Using Modin Locally#

Note

Estimated Reading Time: 5 minutes
You can follow along this tutorial in the Jupyter notebook.

In our quickstart example, we have already seen how you can achieve considerable speedup from Modin, even on a single machine. Users do not need to know how many cores their system has, nor do they need to specify how to distribute the data. In fact, users can continue using their existing pandas code while experiencing a considerable speedup from Modin, even on a single machine.

To use Modin on a single machine, only a modification of the import statement is needed. Once you’ve changed your import statement, you’re ready to use Modin just like you would pandas, since the API is identical to pandas.

# import pandas as pd
import modin.pandas as pd

That’s it. You’re ready to use Modin on your previous pandas workflows!

Advanced: Configuring the resources Modin uses#

Modin automatically check the number of CPUs available on your machine and sets the number of partitions to be equal to the number of CPUs. You can verify this by running the following code:

import modin
print(modin.config.NPartitions.get()) #prints 16 on a laptop with 16 physical cores

Modin fully utilizes the resources on your machine. To read more about how this works, see Why Modin? page for more details.

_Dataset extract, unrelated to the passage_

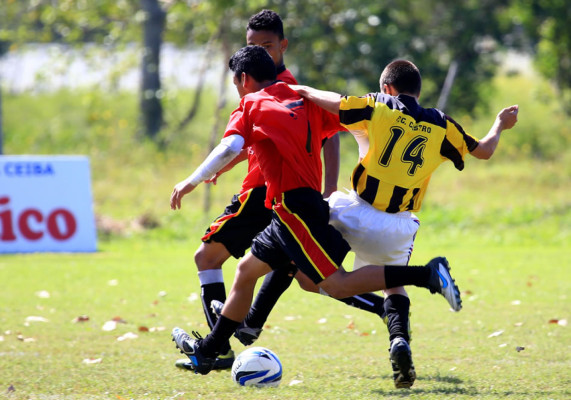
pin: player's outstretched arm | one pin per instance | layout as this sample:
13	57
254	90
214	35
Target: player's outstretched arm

Since Modin will use all of the resources available on your machine by default, at times, it is possible that you may like to limit the amount of resources Modin uses to free resources for another task or user. Here is how you would limit the number of CPUs Modin used in your bash environment variables:

export MODIN_CPUS=4

You can also specify this in your python script with os.environ:

import os
os.environ["MODIN_CPUS"] = "4"
import modin.pandas as pd

If you’re using a specific engine and want more control over the environment Modin uses, you can start Ray or Dask in your environment and Modin will connect to it.

import ray
ray.init(num_cpus=4)
import modin.pandas as pd

Specifying num_cpus limits the number of processors that Modin uses. You may also specify more processors than you have available on your machine; however this will not improve the performance (and might end up hurting the performance of the system).

Note

Make sure to update the MODIN_CPUS configuration and initialize your preferred engine before you start working with the first operation using Modin! Otherwise, Modin will opt for the default setting.